Well, let's find out, shall we?

from time import time

# create a list of known int strings
L_good = [str(n) for n in range(1000000)]

# and a list of known non-int strings
L_bad = [s + "x" for s in L_good]

# now let's time how long it takes, comparing
# Look Before You Leap vs. Just Do It
def timer_LBYL(L):
t = time()
for s in L_good:
if s.isdigit():
n = int(s)
return time() - t

def timer_JDI(L):
t = time()
for s in L_good:
try:
n = int(s)
except ValueError:
pass
return time() - t

# and now test the two strategies

def tester():
print "Time for Look Before You Leap (all ints): %f" \
% timer_LBYL(L_good)
print "Time for Look Before You Leap (no ints): %f" \
print "Time for Just Do It (all ints): %f" \
% timer_JDI(L_good)
print "Time for Just Do It (no ints): %f" \

And here are the results from three tests:

>>> tester()
Time for Look Before You Leap (all ints): 2.871363
Time for Look Before You Leap (no ints): 3.167513
Time for Just Do It (all ints): 2.575050
Time for Just Do It (no ints): 2.579374
>>> tester()
Time for Look Before You Leap (all ints): 2.903631
Time for Look Before You Leap (no ints): 3.272497
Time for Just Do It (all ints): 2.571025
Time for Just Do It (no ints): 2.571188
>>> tester()
Time for Look Before You Leap (all ints): 2.894780
Time for Look Before You Leap (no ints): 3.167017
Time for Just Do It (all ints): 2.822160
Time for Just Do It (no ints): 2.569494

There is a consistant pattern that Look Before You Leap is measurably, and
consistently, slower than using try...except, but both are within the same
order of magnitude speed-wise.

I wondered whether the speed difference would be different if the strings
themselves were very long. So I made some minor changes:

>>> L_good = ["1234567890"*200] * 2000
>>> L_bad = [s + "x" for s in L_good]
>>> tester()
Time for Look Before You Leap (all ints): 9.740390
Time for Look Before You Leap (no ints): 9.871122
Time for Just Do It (all ints): 9.865055
Time for Just Do It (no ints): 9.967314

Hmmm... why is converting now slower than checking+converting? That
doesn't make sense... except that the strings are so long that they
overflow ints, and get converted automatically to longs. Perhaps this test
exposes some accident of implementation.

So I changed the two timer functions to use long() instead of int(), and
got this:

>>> tester()
Time for Look Before You Leap (all ints): 9.591998
Time for Look Before You Leap (no ints): 9.866835
Time for Just Do It (all ints): 9.424702
Time for Just Do It (no ints): 9.416610

A small but consistent speed advantage to the try...except block.

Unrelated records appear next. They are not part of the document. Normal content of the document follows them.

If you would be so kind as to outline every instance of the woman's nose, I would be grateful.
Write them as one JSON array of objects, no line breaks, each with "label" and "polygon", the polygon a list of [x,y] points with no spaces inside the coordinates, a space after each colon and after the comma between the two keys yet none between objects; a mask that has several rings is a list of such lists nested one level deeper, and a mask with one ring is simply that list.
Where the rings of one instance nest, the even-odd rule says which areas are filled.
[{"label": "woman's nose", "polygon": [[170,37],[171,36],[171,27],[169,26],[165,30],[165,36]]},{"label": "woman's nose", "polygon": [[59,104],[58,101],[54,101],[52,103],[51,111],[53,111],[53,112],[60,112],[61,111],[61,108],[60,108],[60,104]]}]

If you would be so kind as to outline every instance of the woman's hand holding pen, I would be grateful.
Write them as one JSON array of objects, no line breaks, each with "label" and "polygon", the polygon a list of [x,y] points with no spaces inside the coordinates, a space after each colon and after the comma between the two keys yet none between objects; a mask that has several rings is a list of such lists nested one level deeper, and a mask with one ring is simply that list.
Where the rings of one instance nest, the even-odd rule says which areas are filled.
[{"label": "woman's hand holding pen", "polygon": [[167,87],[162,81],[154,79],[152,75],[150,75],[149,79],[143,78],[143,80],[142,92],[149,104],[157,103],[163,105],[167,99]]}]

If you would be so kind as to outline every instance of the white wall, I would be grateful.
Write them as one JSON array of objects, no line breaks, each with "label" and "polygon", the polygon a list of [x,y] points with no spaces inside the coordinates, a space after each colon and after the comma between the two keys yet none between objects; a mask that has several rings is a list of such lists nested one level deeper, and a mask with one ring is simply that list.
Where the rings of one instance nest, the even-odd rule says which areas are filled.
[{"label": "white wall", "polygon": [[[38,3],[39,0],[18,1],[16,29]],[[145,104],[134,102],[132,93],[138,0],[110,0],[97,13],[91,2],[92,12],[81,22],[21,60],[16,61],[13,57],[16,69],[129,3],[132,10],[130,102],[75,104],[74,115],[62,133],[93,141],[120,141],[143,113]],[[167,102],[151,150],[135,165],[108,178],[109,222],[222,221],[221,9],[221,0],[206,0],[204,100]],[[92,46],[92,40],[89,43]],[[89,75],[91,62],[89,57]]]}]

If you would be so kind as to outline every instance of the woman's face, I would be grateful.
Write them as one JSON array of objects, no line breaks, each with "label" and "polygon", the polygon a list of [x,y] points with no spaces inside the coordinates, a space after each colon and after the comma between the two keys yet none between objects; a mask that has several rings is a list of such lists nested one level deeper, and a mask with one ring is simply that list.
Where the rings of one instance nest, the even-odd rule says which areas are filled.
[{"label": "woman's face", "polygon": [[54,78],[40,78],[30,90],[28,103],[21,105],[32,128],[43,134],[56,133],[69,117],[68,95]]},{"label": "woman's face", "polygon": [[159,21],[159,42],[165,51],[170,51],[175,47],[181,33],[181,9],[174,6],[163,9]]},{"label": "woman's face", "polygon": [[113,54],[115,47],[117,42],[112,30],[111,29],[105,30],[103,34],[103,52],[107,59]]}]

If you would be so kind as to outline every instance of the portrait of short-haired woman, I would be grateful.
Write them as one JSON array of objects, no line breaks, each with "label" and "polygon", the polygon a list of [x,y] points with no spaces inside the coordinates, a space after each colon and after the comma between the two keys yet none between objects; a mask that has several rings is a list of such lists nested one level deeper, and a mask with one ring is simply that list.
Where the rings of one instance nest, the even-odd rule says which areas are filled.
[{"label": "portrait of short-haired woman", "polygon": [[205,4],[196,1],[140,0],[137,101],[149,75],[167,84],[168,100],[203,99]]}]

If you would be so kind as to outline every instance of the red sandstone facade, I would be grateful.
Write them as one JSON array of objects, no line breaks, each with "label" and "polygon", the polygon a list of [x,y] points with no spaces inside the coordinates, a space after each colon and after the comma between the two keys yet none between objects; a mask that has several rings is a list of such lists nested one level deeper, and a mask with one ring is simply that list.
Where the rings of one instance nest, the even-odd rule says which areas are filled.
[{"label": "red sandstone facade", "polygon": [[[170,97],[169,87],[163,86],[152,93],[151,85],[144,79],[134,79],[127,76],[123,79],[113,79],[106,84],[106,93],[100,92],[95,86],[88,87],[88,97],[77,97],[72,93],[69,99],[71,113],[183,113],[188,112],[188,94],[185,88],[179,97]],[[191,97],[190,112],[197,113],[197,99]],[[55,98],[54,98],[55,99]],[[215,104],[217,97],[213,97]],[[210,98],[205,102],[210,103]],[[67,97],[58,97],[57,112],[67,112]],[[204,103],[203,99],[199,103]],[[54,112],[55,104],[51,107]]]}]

Having said all that, the speed difference are absolutely trivial, less
than 0.1 microseconds per digit. Choosing one form or the other purely on
the basis of speed is premature optimization.

But the real advantage of the try...except form is that it generalises to
more complex kinds of data where there is no fast C code to check whether
the data can be converted. (Try re-running the above tests with
isdigit() re-written as a pure Python function.)

In general, it is just as difficult to check whether something can be
converted as it is to actually try to convert it and see whether it fails,
especially in a language like Python where try...except blocks are so
cheap to use.

--
Steven.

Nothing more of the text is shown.